Tutto ciò a tacere del fatto che il tempo è elemento essenziale della Giustizia in quanto tale e in relazione agli interessi pubblici e privati che in essa si riconoscono.

Anche in questo caso non si tenne conto del fatto che l’innesto del nuovo sul vecchio avrebbe scontato l’eredità del precedente rito e l’inadeguatezza almeno parziale degli strumenti e delle risorse disponibili.

Gli interventi legislativi e giurisprudenziali a pioggia di cui si è detto non agevolarono certo in fase di avviamento la tempistica del nuovo rito.
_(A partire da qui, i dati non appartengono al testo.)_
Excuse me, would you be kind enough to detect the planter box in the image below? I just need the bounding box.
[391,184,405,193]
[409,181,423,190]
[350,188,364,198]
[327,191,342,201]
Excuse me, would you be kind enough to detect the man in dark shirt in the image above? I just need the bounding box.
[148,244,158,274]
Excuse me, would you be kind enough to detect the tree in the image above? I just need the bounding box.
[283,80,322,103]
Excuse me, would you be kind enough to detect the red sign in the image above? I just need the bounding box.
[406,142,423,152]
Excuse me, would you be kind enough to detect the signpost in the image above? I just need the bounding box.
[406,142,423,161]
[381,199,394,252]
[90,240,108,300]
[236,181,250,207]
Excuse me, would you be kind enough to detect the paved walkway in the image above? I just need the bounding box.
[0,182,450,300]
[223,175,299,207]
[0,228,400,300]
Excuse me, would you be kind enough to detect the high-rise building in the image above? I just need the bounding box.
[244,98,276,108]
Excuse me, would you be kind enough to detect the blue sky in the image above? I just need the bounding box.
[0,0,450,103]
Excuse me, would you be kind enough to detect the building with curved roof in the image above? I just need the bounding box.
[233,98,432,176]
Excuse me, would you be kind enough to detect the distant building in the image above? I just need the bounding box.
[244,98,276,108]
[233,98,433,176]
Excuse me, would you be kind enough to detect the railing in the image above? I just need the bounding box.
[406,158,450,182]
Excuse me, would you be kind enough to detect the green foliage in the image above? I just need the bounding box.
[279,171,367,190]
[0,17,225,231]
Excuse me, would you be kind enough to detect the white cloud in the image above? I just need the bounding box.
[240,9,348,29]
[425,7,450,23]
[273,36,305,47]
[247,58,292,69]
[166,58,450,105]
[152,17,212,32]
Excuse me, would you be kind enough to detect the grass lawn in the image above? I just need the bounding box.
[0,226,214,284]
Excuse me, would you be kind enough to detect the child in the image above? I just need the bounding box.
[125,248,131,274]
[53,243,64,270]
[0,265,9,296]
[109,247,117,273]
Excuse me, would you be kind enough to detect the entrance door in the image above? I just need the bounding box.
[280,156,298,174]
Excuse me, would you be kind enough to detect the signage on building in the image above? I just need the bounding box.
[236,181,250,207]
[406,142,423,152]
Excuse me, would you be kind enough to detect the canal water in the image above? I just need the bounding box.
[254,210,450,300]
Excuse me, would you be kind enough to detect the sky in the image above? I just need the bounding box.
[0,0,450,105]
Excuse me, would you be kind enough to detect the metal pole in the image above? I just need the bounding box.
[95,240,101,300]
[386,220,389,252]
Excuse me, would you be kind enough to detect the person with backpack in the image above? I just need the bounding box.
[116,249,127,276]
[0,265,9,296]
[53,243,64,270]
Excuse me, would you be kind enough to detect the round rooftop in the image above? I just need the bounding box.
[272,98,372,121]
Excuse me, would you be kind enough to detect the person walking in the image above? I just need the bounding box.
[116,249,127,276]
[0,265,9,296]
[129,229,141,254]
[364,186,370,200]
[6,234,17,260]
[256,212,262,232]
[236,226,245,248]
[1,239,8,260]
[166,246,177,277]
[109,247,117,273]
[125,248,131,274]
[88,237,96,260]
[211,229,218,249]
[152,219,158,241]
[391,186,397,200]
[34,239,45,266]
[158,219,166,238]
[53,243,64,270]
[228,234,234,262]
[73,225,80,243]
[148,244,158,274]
Da queste due premesse occorre ripartire.

Riesce difficile, ad oggi impossibile, concepire un giudicante italiano che si comporti come un suo collega che operi in regime (anche culturale) di Common Law, dedicandosi con spirito “notarile” al vaglio del materiale probatorio che gli viene offerto esclusivamente dalla acquisizione della parti.

Nelle nostre aule con il nuovo codice è entrato da subito l’articolo 507 a riprova del fatto che nel modello non era del tutto eliminata l’impronta inquisitoria. Già nel 1991 la Corte Costituzionale [4]  qualificava il potere conferito al Giudice dall’articolo 507 c.p.p. come “suppletivo contro la negligenza e inerzia della parti”. Un manifesto programmatico.

Nelle nostre aule, nonostante l’impegno dei difensori, non è mai entrata con pienezza la cross examination, mortificata e ridotta negli schemi consueti al vecchio rito, vigilata strettamente dal Giudice.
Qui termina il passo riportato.